(x%2B5)(x%2B7)(x%2B8)%3D4.jpeg "(x+4)(x+5)(x+7)(x+8)=4")
Solving the Equation (x+4)(x+5)(x+7)(x+8) = 4
This equation presents a unique challenge because it's a quartic equation (an equation with the highest power of x being 4). We can't easily factor it like a quadratic. However, there are methods to approach solving it:
1. Expanding and Simplifying:
- Expand the product: Multiply out the terms on the left side of the equation. This will result in a polynomial with x terms up to the fourth power.
- Rearrange and set equal to zero: Move all the terms to one side to get a standard form of the quartic equation.

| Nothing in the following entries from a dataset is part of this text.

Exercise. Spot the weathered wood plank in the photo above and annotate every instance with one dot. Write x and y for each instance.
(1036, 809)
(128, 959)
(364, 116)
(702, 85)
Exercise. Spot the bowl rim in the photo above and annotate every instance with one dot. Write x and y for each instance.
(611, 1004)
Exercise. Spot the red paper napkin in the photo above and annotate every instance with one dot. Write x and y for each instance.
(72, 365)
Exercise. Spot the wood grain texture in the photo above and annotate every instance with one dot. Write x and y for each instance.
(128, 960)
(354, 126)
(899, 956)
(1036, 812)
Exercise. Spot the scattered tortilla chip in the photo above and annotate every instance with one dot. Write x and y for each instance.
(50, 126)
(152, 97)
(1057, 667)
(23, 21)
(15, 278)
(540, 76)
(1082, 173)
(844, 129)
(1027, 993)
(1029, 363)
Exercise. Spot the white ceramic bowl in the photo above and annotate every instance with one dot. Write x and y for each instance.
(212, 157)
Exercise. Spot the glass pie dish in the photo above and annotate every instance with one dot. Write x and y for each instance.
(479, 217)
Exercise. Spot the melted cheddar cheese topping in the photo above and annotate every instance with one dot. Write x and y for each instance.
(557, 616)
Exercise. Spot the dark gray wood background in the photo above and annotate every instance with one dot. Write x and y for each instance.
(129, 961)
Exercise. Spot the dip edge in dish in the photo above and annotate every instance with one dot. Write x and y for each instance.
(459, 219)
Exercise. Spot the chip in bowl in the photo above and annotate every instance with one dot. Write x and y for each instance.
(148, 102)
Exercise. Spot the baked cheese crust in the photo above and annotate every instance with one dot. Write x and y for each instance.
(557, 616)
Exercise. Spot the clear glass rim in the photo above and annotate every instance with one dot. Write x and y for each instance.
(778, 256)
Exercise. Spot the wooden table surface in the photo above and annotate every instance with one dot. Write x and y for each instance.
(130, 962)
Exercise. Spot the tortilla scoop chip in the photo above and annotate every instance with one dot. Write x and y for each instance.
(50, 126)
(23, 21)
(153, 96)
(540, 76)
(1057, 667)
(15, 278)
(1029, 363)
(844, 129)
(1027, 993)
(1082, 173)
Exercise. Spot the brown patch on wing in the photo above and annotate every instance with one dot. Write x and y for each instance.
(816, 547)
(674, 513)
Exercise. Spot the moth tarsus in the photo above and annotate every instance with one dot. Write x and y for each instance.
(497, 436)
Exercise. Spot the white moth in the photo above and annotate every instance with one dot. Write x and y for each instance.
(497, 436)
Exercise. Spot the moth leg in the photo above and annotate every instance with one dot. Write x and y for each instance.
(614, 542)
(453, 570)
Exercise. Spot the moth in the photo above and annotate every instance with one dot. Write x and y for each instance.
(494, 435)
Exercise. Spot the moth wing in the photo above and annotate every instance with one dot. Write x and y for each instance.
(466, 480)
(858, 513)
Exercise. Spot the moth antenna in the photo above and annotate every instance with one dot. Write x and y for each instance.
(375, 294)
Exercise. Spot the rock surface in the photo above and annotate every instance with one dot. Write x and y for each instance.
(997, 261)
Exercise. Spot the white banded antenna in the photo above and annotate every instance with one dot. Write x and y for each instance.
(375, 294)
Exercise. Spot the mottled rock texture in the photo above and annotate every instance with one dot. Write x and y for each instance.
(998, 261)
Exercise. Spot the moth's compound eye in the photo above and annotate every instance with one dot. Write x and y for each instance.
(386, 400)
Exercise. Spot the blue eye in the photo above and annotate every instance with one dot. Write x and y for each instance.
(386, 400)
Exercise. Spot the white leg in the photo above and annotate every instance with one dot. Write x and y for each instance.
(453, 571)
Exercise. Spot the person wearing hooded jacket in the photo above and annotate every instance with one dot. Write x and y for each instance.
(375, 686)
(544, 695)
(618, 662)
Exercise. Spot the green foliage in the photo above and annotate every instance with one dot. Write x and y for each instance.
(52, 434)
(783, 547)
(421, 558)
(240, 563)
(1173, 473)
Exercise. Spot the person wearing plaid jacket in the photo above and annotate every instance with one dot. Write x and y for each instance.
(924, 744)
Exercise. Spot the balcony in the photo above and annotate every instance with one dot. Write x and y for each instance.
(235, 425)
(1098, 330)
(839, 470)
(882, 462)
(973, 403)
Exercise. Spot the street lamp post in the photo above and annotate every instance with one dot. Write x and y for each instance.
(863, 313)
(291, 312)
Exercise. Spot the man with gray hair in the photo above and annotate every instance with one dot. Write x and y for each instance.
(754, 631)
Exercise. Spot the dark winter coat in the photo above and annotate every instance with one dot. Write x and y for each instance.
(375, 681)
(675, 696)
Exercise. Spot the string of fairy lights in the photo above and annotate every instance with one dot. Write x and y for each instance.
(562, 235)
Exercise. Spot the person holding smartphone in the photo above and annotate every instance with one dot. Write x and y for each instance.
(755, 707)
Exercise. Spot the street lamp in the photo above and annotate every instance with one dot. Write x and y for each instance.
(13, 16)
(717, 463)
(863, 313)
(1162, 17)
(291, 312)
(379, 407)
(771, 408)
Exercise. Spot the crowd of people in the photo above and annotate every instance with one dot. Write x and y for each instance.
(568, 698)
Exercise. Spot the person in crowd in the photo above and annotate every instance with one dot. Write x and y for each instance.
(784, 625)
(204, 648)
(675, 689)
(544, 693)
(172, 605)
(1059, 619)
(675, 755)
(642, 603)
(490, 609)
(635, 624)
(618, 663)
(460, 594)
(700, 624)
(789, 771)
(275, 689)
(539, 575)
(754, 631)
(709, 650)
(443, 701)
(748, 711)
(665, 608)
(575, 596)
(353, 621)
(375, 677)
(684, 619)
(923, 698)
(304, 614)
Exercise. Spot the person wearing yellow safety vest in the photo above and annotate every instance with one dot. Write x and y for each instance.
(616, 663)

- Attempt to factor: See if you can factor the quartic equation. This might require some clever algebraic manipulation.
2. Using the Rational Root Theorem:
- The Rational Root Theorem helps us find potential rational roots (roots that can be expressed as fractions).
- Identify factors of the constant term and leading coefficient: In our equation, the constant term is 4 and the leading coefficient is 1.
- Create possible fractions: Form fractions using the factors of the constant term (1, 2, 4) as numerators and the factors of the leading coefficient (1) as denominators. This gives us potential rational roots: ±1, ±2, ±4.
- Test the potential roots: Substitute each potential root into the equation and check if it results in zero. If it does, that value is a root.
3. Numerical Methods:
- Newton-Raphson Method: This iterative method uses calculus to approximate roots of an equation.
- Graphical Method: Plot the graph of the function (left side of the equation minus the right side). The x-intercepts of the graph represent the roots.
4. Using a Computer Algebra System:
- Software like Wolfram Alpha or Mathematica can easily solve such equations. They provide both numerical approximations and exact solutions (if possible).
Important Note: While these methods provide approaches, finding exact solutions to quartic equations can be challenging and might involve complex numbers. In many practical cases, numerical approximations are sufficient.